Cassette Tapes and Heartbreak

A rock critic mourns his wife and celebrates the music of the scene they shared

Of course the Nirvana chapter begins with the goofball announcement, "The spring of 1994 was marked by two key events in rock history: The death of Kurt Cobain and the birth of Zima." As with Pavement's Steven Malkmus, Sheffield's quick quips have long been mistaken by dumb people for straight-up glibness. Make no mistake—those people are our enemies. They would have us deny that there was a time sincerity and irony were not mutually exclusive options, before the gaping chasm between snark and emo swallowed up any ambiguity of emotion. That time was the '90s, a decade whose flimsy promises were always already broken. We could only afford to approach our future with such irreverence, after all, because our dreams were so pathetically limited. Adequate health care, listenable radio, a modicum of gender parity—who would deny us these crumbs?
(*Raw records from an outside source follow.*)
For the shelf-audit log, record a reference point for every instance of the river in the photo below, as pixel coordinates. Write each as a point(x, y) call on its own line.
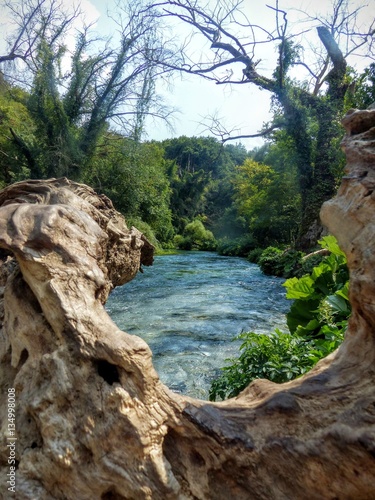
point(189, 306)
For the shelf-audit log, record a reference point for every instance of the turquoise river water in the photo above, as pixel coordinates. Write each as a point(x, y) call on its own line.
point(189, 306)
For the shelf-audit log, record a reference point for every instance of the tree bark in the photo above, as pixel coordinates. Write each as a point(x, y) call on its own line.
point(92, 419)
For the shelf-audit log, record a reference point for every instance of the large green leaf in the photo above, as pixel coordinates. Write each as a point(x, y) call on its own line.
point(338, 304)
point(302, 288)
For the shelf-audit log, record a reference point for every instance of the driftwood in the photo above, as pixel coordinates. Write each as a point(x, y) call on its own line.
point(92, 419)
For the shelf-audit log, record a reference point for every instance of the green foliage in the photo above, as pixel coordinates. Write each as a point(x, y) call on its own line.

'Rolling Stone' senior editor (and Zima  eulogist) Rob Sheffield
Deborah Schuman Zeolla
'Rolling Stone' senior editor (and Zima eulogist) Rob Sheffield

It's tempting to moan that our decade holds a funhouse mirror up to the '90s, minus the fun. Irony, once a strategy for surviving mass culture, has soured into a cheap tic, as the knowing slacker repartee of MST3K devolves the inane rat-a-tat of Best Week Ever. And the self-proclaimed sluts who grind for the webcam mouth the same language of empowerment that made sense in riot grrrl. But Sheffield refuses to settle for that cheap comparison, and we should too—that way lies the sins of Boomerdom. True, Love Is a Mix Tape makes me wish I'd loved the '90s more at the time, but it also reminds me that if I had, they wouldn't have been the '90s. The feeling it generates is the opposite of nostalgia, a swelling sense of the importance of basking in the present, and being grateful that I still have a chance to love the '00s as much as they deserve.